Coïncidence : après le colloque universitaire du 5 novembre, organisé par Le Monde diplomatique et l’Observatoire des sondages sur la critique des sondages, Le Monde publie une pleine page du sondeur Brice Teinturier : « Critique de la critique » (1). Nous ne saurons pas quelle est la cible puisque, à l’habitude des sondeurs, l’auteur ne cite jamais de nom, sinon celui d’un mort, Maurice Druon. Nous avons cette fois la chance d’échapper à la citation nécrophile habituelle de Pierre Bourdieu. On a bien compris que le procédé qui consiste à n’attaquer que les morts pour ne jamais avoir à citer les vivants ne procède pas d’une délicatesse mais d’une tactique de censure, ce qu’on appelle le « cimetière » en journalisme. Dans le débat intellectuel, citer des propos sans les attribuer à leurs auteurs viole le principe académique de la référence. Les scientifiques ne font pas des notes de bas de page pour faire chic, mais pour permettre à chacun de vérifier. Ils ne réclament pas une confiance a priori, et c’est la condition sine qua non de toute confrontation loyale et du progrès de la connaissance. M. Teinturier ne connaît pas non plus les conditions de la citation des auteurs classiques. Prendre telle phrase de Saint Augustin, la décontextualiser pour l’appliquer à tout autre chose participe sans doute plus à la conversation du dîner en ville pour briller auprès de sa voisine. Quitte à se revendiquer philosophe, M. Teinturier eût pu choisir des citations plus proches de son problème et, par exemple, ne pas oublier Platon et sa critique des doxosophes, les interprètes de l’opinion.

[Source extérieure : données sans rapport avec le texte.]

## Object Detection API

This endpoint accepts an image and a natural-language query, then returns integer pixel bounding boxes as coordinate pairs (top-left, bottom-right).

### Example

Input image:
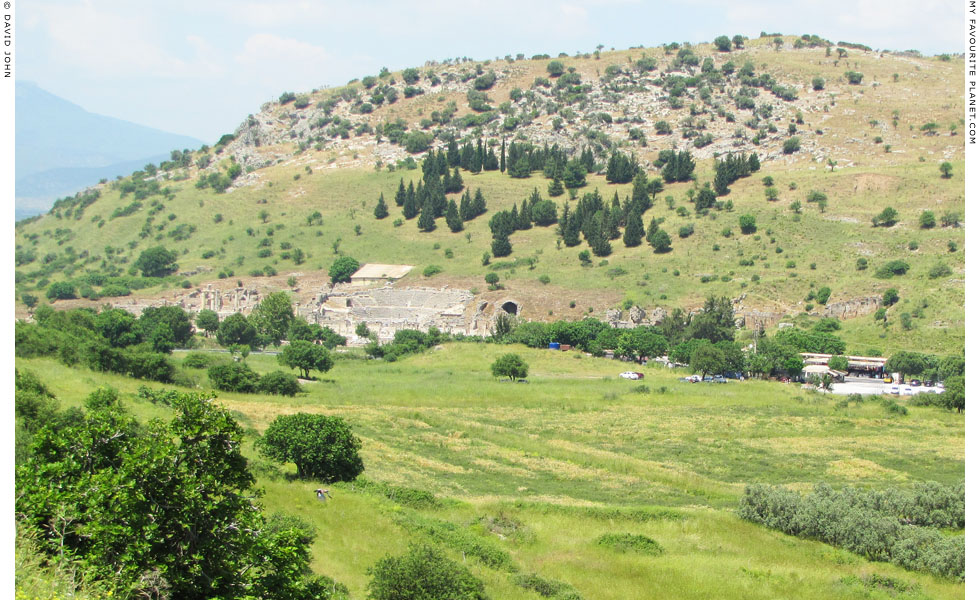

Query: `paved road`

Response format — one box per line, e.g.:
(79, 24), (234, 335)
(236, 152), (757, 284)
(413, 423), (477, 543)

(831, 377), (943, 396)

Quitte à citer encore, il n’est pas malvenu de diversifier les citations. Or, Saint Augustin était déjà sollicité dans la copie présentée aux premiers entretiens du Jeu de Paume, le 18 juin 2010, où un parterre de sondeurs était convié à réfléchir entre soi à la démocratie d’opinion. La copie publiée dans Le Monde n’en est qu’une réédition, une double copie en somme. On ne peut exactement accuser de plagiat celui qui sert deux fois la même copie. On se souvient du personnage du roman de David Lodge Un tout petit monde (2), le professeur Morris Zapp, qui parcourait les colloques de la planète avec une seule communication. Ici, la duplication met cependant en évidence une erreur grossière. Comment Brice Teinturier peut-il soutenir que les critiques, « atténuées depuis vingt-cinq ans », se sont réveillées il y a un mois seulement à l’occasion des primaires socialistes ? Déjà oubliée la polémique sur le sondage Harris Interactive de mars 2011, déjà oublié le lobbying des sondeurs pour faire avorter une réforme adoptée par le Sénat en octobre 2010, oubliée aussi l’affaire des sondages de l’Elysée en juillet 2009 ?
A moins que l’amnésie ne soit utile. On a bien compris que M. Teinturier défendait son fonds de commerce. Est-il besoin pour cela de s’aventurer sur le terrain inconnu pour lui de la connaissance historienne et sociologique de la démocratie ? Le commerce est sans doute une activité honorable, à condition que les commerçants ne prétendent pas sauver la démocratie contre d’obscurs et mystérieux ennemis.
La copie de Brice Teinturier est donc à la fois mauvaise et frauduleuse. Si elle était une copie d’examen, il faudrait se demander si l’auteur ne doit pas être traduit devant la commission de discipline. Etant publiée dans la presse, elle est un très mauvais exemple par temps de plagiat, de coupé-collé et d’imposture.